LA VRAIE VIOLENCE EST POLITIQUE
Ces morts, sans noms — pour vous —, aux corps mutilés, à l’âme dévastée par la précarité, la tyrannie du capitalisme, n’ont jamais cessé de croire au « nous » que vous scandez en temps de campagne
Plus de 480 jeunes sénégalais dont des mineurs de 13 ans sont morts en mer en tentant de rejoindre l’Europe dans l’indifférence la plus totale des gouvernants sénégalais et le rejet des pays d’accueil qui n’en peuvent plus d’accueillir.
Les enfants morts en mer ne sont pas vos fils ! Messieurs les puissants, gouvernants, propriétaires de capitaux, théoriciens et acteurs des politiques d’immigration. Sinon les drapeaux seraient en berne et les frontières ouvertes. Ces morts, sans noms — pour vous —, aux corps mutilés, à l’âme dévastée par la précarité, la tyrannie du capitalisme, qui savaient pourtant que personne ne s’intéressait à eux — raison principale du désespoir qui les voit embarquer dans un frêle esquif — n’ont jamais cessé de croire au « nous » que vous, politiques, scandez en temps de campagne, éternel temps de comédie de votre classe.
Messieurs les présidents, puissants, bourgeois, capitalises, politiques, ces gens morts ont certainement de près ou de loin, été acteurs de votre accession au pouvoir à défaut de l’avoir souhaité, même s’ils ne comptent pas, — et pourtant ils ne sont que chiffres avantageux dans vos politiques migratoires et vos bilans — avaient une vie, une famille, des gens qu’ils aimaient, qui les aimaient en retour et des espoirs noyés par vos politiques.
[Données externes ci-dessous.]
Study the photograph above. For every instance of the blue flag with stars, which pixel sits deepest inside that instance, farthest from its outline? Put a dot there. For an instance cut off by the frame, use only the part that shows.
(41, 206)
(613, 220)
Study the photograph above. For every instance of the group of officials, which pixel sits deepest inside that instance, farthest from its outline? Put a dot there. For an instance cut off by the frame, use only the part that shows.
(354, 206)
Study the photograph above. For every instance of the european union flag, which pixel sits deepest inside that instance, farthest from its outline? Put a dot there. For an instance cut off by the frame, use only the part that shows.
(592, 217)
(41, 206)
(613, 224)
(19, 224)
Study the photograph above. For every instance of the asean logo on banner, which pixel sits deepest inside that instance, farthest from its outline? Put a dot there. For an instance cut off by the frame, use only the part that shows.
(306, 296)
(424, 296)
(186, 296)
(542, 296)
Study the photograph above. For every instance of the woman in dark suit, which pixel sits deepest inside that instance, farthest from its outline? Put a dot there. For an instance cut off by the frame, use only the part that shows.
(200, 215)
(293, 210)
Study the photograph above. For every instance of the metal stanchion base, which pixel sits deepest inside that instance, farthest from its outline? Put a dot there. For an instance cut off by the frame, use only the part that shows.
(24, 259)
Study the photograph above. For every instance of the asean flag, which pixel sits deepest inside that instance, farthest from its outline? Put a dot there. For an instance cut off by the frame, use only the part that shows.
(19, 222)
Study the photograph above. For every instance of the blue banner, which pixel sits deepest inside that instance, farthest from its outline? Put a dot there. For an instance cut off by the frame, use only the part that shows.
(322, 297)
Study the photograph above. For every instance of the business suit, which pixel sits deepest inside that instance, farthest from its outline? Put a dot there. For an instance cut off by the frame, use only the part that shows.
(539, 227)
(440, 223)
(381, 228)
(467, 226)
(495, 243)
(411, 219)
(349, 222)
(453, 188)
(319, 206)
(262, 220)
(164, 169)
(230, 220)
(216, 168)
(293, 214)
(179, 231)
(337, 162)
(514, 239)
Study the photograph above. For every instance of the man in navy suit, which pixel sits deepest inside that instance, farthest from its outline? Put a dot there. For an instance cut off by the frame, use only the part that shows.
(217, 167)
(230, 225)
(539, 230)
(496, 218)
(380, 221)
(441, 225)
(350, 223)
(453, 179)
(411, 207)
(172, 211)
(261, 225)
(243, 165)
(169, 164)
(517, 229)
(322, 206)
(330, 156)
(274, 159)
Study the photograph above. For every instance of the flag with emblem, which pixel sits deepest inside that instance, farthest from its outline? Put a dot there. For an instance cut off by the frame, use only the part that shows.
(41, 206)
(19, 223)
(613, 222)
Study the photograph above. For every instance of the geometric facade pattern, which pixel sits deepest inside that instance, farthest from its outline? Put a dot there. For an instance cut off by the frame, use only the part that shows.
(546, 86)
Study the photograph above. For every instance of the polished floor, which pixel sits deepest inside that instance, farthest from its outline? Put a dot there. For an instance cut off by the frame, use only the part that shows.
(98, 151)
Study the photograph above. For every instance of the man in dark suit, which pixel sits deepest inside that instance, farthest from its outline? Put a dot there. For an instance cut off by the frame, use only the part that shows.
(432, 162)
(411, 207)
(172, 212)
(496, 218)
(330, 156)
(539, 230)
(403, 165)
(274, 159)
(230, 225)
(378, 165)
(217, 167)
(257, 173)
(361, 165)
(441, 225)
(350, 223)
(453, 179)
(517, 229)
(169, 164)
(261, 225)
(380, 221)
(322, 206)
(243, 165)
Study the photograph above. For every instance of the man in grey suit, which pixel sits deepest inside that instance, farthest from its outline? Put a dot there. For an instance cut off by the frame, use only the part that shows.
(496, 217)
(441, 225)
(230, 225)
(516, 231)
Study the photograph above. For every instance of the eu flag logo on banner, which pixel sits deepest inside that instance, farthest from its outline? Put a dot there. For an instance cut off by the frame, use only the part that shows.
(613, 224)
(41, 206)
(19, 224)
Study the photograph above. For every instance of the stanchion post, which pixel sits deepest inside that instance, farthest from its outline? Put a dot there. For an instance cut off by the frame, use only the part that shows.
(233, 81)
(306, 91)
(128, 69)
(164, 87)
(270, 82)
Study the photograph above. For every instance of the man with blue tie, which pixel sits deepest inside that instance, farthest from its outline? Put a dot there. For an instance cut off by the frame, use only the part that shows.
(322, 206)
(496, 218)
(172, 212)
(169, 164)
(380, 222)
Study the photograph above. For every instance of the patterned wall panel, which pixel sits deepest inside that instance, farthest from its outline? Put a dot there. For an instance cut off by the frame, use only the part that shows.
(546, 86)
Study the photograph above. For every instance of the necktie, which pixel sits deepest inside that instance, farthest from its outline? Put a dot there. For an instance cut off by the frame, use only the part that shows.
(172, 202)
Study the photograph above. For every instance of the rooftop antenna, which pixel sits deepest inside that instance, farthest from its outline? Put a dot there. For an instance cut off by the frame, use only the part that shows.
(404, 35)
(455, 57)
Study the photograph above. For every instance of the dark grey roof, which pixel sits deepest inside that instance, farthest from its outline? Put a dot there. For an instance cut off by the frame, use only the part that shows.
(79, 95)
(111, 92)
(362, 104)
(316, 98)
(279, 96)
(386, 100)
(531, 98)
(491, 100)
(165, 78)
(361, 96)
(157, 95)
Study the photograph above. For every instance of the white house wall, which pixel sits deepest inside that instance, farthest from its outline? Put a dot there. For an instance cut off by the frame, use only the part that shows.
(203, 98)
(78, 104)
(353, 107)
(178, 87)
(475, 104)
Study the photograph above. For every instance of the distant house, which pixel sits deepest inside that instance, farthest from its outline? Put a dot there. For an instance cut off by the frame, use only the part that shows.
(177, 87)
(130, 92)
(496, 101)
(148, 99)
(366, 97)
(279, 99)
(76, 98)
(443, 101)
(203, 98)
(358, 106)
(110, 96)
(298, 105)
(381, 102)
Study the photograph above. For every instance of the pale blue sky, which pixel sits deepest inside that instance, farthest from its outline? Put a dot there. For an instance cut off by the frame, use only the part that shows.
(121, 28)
Messieurs, ces gens dont les frères sont tués chez eux dans l’impunité la plus totale et qui ont sombré en mer dans l’indifférence de leur pays d'origine et le refus d’accueil des différents mouvements d’extrême droite et franges au pouvoir intéressées par cet électorat, furent les premiers à être Charlie, à être solidaires de Paris, de Bruxelles, et de toutes les mégapoles d’Occident touchées par la violence et en réponse ils n’ont obtenu que la barbarie innommable de la fermeture des frontières, de l’indifférence et du rejet. Aucun média ne s’intéresse à leur mort. La violence, la vraie, est celle causée par le monde politique et les médias qu’il contrôle ou a sous sa coupe.
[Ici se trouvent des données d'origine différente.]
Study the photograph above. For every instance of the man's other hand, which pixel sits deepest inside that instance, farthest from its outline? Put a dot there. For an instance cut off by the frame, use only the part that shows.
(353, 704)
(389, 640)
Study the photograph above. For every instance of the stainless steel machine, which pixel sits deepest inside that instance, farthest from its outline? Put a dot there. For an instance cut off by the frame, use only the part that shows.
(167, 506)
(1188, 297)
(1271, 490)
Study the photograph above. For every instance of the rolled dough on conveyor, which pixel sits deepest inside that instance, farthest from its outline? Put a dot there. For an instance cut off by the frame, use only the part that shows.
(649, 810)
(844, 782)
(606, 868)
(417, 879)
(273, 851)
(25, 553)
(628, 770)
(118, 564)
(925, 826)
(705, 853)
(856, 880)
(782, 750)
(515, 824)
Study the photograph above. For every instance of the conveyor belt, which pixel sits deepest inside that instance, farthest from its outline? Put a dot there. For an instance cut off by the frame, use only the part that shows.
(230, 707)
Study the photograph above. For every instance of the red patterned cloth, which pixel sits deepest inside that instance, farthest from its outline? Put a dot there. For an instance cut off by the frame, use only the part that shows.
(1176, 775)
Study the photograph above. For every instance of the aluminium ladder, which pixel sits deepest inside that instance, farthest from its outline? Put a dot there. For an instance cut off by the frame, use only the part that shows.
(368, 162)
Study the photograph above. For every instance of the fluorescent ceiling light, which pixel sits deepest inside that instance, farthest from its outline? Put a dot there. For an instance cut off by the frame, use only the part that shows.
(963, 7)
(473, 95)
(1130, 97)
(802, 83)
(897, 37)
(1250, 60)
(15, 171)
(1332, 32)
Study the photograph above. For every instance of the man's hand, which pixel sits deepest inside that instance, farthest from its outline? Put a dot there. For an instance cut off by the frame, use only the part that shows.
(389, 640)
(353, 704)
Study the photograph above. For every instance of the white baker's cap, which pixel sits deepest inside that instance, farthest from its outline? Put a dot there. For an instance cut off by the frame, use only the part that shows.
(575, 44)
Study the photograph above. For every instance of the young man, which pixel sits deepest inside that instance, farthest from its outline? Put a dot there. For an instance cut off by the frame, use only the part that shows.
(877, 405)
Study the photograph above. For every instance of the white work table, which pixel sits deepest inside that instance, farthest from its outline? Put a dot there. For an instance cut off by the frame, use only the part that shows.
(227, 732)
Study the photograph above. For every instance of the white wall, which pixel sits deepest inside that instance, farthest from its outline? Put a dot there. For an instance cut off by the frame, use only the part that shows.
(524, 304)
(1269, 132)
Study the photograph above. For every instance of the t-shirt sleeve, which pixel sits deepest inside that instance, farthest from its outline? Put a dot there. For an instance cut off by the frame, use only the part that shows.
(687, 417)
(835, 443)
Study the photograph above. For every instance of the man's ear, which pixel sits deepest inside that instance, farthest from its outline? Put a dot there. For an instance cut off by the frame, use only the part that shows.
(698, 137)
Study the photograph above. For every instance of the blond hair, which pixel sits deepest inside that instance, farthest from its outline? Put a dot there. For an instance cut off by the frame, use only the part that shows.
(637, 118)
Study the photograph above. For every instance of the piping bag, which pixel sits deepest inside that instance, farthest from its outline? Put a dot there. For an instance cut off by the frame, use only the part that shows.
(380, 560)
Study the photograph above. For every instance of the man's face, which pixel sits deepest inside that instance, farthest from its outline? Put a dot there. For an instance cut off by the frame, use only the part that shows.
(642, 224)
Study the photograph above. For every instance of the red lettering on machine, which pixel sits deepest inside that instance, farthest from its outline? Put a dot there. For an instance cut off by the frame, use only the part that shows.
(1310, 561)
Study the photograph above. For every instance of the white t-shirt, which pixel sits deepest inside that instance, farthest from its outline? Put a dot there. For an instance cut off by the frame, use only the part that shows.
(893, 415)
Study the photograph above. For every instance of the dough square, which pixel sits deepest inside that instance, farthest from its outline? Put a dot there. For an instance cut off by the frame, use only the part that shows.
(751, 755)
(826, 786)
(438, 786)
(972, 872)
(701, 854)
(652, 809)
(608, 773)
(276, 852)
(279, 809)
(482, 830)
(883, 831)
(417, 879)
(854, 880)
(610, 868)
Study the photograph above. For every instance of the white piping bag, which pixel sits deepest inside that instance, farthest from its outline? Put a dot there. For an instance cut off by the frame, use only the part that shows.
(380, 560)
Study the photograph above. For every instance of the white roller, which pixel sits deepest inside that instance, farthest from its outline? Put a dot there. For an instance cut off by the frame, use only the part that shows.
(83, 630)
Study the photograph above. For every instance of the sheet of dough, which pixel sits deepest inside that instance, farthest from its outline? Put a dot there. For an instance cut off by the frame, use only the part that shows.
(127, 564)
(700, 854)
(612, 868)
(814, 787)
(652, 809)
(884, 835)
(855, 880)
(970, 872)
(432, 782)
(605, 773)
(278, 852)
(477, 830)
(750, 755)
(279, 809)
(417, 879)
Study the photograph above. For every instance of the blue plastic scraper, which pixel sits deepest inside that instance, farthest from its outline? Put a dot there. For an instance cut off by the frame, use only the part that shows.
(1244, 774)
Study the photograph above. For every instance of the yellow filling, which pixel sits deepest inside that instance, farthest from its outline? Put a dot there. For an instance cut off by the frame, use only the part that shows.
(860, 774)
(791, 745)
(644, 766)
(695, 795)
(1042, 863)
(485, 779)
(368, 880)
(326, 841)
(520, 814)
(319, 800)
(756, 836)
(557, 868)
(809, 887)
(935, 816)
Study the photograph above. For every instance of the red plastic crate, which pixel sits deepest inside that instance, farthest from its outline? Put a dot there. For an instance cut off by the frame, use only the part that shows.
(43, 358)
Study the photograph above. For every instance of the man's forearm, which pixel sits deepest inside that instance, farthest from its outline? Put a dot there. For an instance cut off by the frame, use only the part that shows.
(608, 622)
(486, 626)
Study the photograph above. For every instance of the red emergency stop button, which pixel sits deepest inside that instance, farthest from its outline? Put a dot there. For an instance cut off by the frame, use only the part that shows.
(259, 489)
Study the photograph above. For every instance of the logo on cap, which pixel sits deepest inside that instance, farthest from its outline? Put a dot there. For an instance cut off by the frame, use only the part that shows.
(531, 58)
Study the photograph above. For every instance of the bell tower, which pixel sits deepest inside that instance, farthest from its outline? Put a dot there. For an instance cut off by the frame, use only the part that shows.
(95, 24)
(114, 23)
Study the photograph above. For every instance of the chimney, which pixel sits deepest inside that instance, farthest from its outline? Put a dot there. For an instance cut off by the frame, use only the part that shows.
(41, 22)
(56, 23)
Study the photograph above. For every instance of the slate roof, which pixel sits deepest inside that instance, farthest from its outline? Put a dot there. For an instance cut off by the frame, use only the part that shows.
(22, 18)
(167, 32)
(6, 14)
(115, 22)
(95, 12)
Le président sénégalais avait en temps de campagne juré à cette jeunesse la création de centaine de milliers d’emplois, l’amélioration de leurs conditions de vie ; aujourd’hui, les seuls résultats perçus par cette jeunesse sont la paupérisation engendrée par les accords de pêche avec l’Union Européenne qui exploitent les zones marines sénégalaise, laissant les pêcheurs sans ressources et le désespoir. La majorité des morts et candidats à l’exil sont pêcheurs. Conséquence désastreuse de la politique économique de notre président. Son silence et celui des télévisions, artistes et autres personnalités associées au pouvoir ne reflètent que cet échec.
La mère des violences est celle des vies réduites à la misère. Des personnes qui sont confrontées à la mort, la vraie, de leur vivant et qui même vifs, meurent mille fois à cause de l’indigence, n’en ont que faire de l’émergence scandée urbi et orbi par l’appareil gouvernemental s’ils ne peuvent avoir un quignon de pain !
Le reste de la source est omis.